On Oct 27, 2006, at 7:39 AM, Jeff Squyres wrote:
On Oct 25, 2006, at 10:37 AM, Josh Hursey wrote:
The discussion started with the bug characteristics of v1.2 versus
the trunk.
Gotcha.
It seemed from the call that IU was the only institution that can
asses this via MTT as noone else spoke up. Since people were
interested in seeing things that were breaking I suggested that I
start forwarding the IU internal MTT reports (run nightly and
weekly) to the test...@open-mpi.org. This was meet by Brain
insisting that it would result in "thousands" of emails to the
development list. I clarified that it is only 3 - 4 messages a day
from IU. However if all other institutions do this then it would be
a bunch of email (where 'a bunch' would still be less than
'thousands'). That's how we got to a 'we need a single summary
presented to the group' comment. It should be noted that we brought
up IU sending to the 'test...@open-mpi.org' list as a bandaid until
MTT could do it better.
How about sending them to me and Ethan?
Sure I can add you both to the list if you like.

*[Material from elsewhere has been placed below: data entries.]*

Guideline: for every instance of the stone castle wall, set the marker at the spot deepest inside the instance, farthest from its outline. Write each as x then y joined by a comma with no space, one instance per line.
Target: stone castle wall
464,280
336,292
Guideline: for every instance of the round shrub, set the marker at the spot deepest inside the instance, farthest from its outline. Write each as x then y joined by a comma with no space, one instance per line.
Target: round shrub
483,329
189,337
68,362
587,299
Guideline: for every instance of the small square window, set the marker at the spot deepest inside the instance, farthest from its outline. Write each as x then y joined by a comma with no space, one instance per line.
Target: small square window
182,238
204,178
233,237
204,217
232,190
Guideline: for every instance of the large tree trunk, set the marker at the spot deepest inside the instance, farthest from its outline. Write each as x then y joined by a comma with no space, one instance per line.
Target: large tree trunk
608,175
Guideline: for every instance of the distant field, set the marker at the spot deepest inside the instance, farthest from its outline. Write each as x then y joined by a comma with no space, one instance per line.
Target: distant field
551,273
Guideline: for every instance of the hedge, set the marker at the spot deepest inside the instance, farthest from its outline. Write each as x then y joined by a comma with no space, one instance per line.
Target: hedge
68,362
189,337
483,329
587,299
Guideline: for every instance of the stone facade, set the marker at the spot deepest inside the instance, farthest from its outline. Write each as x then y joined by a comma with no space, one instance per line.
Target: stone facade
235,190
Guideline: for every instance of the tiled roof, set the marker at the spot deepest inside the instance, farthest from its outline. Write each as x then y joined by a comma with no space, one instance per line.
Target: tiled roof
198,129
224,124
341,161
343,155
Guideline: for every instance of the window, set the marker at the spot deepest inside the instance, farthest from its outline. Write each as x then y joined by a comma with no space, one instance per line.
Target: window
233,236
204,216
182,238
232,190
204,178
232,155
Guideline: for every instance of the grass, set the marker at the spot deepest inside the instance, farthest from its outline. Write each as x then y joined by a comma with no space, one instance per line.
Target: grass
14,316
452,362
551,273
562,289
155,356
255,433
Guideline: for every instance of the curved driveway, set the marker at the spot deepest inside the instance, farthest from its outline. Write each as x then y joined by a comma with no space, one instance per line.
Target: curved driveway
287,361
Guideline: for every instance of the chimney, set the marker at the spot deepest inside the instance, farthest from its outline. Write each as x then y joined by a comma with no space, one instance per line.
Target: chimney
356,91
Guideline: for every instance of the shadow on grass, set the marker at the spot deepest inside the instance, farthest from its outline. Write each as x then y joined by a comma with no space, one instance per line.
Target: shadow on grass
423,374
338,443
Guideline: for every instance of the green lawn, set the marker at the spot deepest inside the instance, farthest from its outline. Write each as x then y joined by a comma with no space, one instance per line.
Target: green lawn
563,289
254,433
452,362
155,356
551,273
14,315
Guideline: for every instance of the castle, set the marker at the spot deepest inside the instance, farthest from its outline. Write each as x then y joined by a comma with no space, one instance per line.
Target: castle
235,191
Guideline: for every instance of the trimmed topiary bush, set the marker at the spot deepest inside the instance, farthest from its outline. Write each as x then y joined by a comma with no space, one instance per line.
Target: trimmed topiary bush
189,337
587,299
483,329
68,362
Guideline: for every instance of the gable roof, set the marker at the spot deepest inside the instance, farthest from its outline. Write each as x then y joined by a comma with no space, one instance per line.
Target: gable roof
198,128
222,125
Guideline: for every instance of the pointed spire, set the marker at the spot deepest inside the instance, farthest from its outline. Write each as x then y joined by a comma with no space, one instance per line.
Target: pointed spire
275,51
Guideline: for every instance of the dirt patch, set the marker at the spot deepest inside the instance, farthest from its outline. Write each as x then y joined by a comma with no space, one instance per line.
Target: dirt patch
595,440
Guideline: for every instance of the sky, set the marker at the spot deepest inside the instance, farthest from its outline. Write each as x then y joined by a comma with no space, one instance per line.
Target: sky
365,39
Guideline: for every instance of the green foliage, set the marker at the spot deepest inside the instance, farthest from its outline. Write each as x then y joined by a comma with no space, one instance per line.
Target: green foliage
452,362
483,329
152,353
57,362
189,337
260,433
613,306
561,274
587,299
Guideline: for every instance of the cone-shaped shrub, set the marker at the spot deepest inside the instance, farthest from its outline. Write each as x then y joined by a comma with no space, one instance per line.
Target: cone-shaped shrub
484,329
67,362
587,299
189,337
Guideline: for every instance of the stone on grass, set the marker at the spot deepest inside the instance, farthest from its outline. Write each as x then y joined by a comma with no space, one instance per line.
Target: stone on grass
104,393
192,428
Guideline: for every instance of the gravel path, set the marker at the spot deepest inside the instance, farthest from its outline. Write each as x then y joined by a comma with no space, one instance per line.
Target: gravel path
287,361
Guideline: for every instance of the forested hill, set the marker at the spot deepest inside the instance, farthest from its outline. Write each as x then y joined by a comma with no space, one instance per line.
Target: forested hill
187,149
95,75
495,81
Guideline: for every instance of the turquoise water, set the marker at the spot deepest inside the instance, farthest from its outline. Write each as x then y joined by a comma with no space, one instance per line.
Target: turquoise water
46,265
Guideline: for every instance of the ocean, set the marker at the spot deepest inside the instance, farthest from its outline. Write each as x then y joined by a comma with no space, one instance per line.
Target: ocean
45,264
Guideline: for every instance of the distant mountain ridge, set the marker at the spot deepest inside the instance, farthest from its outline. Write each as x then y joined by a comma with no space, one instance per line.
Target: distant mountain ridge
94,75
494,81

This single summary can be email or a webpage that people can
check. Rich said that he would prefer a webpage, and noone else
really had a comment. That got us talking about the current summary
page that MTT generates. Tim M mentioned that the current website
is difficult to figure out how to get the answers you need. I
agree, it is hard [usability] for someone to go to the summary page
and answer the question "So what failed from IU last night, and how
does that differ from Yesterday -- e.g., what regressed and
progressed yesterday at IU?". The website is flexible enough to due
it, but having a couple of basic summary pages would be nice for
basic users. What that should look like we can discuss further.
Agreed; we aren't super-fond of the current web page, either. Do you
guys want to have a teleconf to go over the current status of MTT,
where you want it to go, etc.? I consider IU's input here quite
important, since you're the ones pushing the boundaries, flexing
MTT's muscles, etc.
In my previous email I suggested a couple of questions that I would
like a webpage to answer. A teleconf might be good to talk about some
of the various items that IU is trying to do around MTT.
The IU group really likes the emails that we currently generate. A
plain-text summary of the previous run. I posted copies on the MTT
bug tracker here:
http://svn.open-mpi.org/trac/mtt/ticket/61
Currently we have not put the work in to aggregate the runs, so for
each ini file that we run we get 1 email to the IU group. This is
fine for the moment, but as we add the rest of the clusters and
dimensions in the testing matrix we will need MTT to aggregate the
results for us and generate such an email.
Ok.
We created another ticket yesterday to make a new MTT Reporter (our
internal plugins) that duplicates this output format. It actually
shouldn't be that hard -- we don't have to do parsing to get the
numbers that you're reporting; we have access to the actual data. So
it's mostly caching the data, calculating the totals that you're
calculating, and printing in your output format.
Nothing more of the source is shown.